There are many scenarios where we face duplicate submission problem like,
- Using Refresh button
- Using browser back button traverse back and re-submitting the form
- Using browser history feature and re-submit the form and so on
How does it work?
- saveToken generates a unique token and saves it in the session under the key org.apache.struts.action.TOKEN.
- When the form is rendered, the struts html:form tag generates a hidden field named org.apache.struts.action.TOKEN.
- Upon form submission, isTokenValid compares the token stored in the session with that submitted from the form. If they are equal, return true. Otherwise, return false.
- resetToken removes the token stored in the session.
Step by step procedure to implement using Token in struts,
Step 1 :
Save the token in session using 'saveToken()' method which is implemented in Action class.

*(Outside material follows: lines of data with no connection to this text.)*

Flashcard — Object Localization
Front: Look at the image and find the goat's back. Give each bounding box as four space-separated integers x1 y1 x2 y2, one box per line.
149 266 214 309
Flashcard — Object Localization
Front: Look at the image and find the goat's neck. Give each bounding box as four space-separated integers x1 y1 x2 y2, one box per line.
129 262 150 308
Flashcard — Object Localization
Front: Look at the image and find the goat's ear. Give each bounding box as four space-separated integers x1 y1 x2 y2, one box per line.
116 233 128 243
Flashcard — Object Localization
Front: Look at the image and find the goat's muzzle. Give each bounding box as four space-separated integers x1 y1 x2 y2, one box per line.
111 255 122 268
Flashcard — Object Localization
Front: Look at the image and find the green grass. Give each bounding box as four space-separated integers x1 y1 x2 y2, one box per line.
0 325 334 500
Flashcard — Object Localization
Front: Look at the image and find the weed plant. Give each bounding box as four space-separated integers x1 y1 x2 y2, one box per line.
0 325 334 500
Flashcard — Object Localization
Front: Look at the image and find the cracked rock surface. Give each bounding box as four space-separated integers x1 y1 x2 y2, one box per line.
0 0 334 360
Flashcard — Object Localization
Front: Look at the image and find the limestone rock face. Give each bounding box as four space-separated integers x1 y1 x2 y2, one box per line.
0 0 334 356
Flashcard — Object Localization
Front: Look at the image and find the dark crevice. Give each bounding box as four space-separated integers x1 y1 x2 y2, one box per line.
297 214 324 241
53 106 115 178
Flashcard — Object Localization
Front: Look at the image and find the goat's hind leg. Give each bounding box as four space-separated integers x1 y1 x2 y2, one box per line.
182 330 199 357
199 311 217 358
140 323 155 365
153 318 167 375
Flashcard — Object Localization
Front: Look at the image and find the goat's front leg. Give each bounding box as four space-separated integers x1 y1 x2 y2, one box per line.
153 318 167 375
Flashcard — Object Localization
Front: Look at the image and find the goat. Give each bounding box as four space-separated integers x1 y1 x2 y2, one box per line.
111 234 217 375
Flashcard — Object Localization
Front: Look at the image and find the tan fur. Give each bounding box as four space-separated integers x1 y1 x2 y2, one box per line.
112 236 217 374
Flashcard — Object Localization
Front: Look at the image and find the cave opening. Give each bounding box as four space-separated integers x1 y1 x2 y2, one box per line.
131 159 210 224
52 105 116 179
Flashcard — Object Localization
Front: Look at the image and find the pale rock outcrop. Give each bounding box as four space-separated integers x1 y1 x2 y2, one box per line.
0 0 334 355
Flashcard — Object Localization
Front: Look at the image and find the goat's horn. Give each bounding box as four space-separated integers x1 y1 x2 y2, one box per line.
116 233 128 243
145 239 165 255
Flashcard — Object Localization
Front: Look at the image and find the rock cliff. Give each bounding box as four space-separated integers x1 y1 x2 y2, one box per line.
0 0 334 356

public class EmployeeLoadAction extends Action{
private final static String SUCCESS = "success";
@Override
public ActionForward execute(ActionMapping mapping, ActionForm form,
HttpServletRequest request, HttpServletResponse response)
throws Exception {
ActionForward forward;
forward = mapping.findForward(SUCCESS);
saveToken(request);
return forward;
}
}
Step 2 :
In JSP file. Here in this example employee.jsp
Store the token using Hidden variable in JSP file as shown below.
Don't forget to import Globals and Constants class inside JSP file to avoid Jasper Exception
TRANSACTION_TOKEN_KEY variable inside Action class is deprecated, so use it from Globlas class instead.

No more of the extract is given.